O aumento da exportação de petróleo pela Petrobras foi responsável pelo recuo forte em 2014 do déficit que o Brasil registra ano a ano na balança de petróleo e derivados. O saldo negativo, no entanto, permaneceu em patamares elevados e em 2015 é esperada ou uma nova redução, ainda que mais tímida, ou uma estabilidade no rombo da conta do setor, pois mesmo com a previsão de a estatal seguir incrementando a produção diária de barris, não há sinais no horizonte de recuperação dos preços internacionais. Ontem, o barril do tipo WTI caiu e fechou o dia cotado a US$ 50, o menor preço em cinco anos.
Em 2014, no entanto, o déficit na conta-petróleo foi de US$ 19,74 bilhões, valor 17% menor do que o observado em 2013. Sempre na comparação interanual, no ano passado o embarque de petróleo cresceu 26,2% e alcançou US$ 16,35 bilhões, ao passo que as importações do produto recuaram 4,8% e atingiram US$ 15,53 bilhões.
Apesar de uma ligeira queda de 0,8%, a importação de derivados seguiu em nível elevado e somou US$ 23,68 bilhões. O alto consumo interno de gasolina e diesel contribuiu para um recuo ainda maior nas exportações de óleos combustíveis, de 11,4%. As vendas desses produtos não passaram de US$ 3,42 bilhões.
O incremento nas exportações de petróleo, por sua vez, ocorreu a despeito da queda de 29,5% no preço do óleo cru entre dezembro do ano passado e dezembro de 2013. Em 21 de dezembro último, a Petrobras bateu recorde de exploração diária na área do pré-sal e produziu 2,28 milhões de barris, a maior marca dos últimos quatro anos. “O patamar atual de preços está muito baixo. O impacto maior no nível de exportação deve ser no primeiro semestre deste ano. Depois, a comparação por preço deve se estabilizar”, diz José Augusto de Castro, presidente da Associação de Comércio Exterior do Brasil (AEB).

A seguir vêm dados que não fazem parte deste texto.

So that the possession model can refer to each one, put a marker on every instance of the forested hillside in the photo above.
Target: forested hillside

Sem o efeito preço, os volumes embarcados de petróleo seguirão aumentando, dando maior margem para a redução do déficit na balança do setor neste ano. As importações também deverão cair, já que não possuem espaço para crescer. As compras acompanham consumo interno de combustíveis e crescimento da economia, duas variáveis com perspectivas de expansão tímidas para este ano.
Lia Valls, professora do Instituto Brasileiro de Economia (Ibre/FGV), avalia que por enquanto não há sinais fortes de recuperação do preço do petróleo. Atualmente, diz, os grandes produtores mundiais ainda não sinalizam redução de oferta como forma de fazer com que os preços voltem a subir.
Para ela, a balança de petróleo e derivados pode contribuir mais para melhorar o saldo comercial em 2015 por conta da redução das importações. Isso deve acontecer tanto pelo aumento de produção das refinarias como pela queda da demanda doméstica. Esse movimento de redução de desembarques por conta da desaceleração interna deve ocorrer na importação como um todo, o que pode ajudar a gerar um superávit comercial no ano.
A consultoria Rosenberg & Associados, por outro lado, prevê a persistência do que qualifica de “déficit expressivo na conta do setor” e lembra que o país deve manter as usinas termelétricas funcionando em sua capacidade total ao longo de 2015, o que demanda combustível importado. Além disso, o potencial de refino de Abreu e Lima, refinaria recém-inaugurada, deve ficar em pleno funcionamento apenas no segundo semestre. Antes, não há alívio por parte da oferta para as compras do exterior de gasolina e de diesel.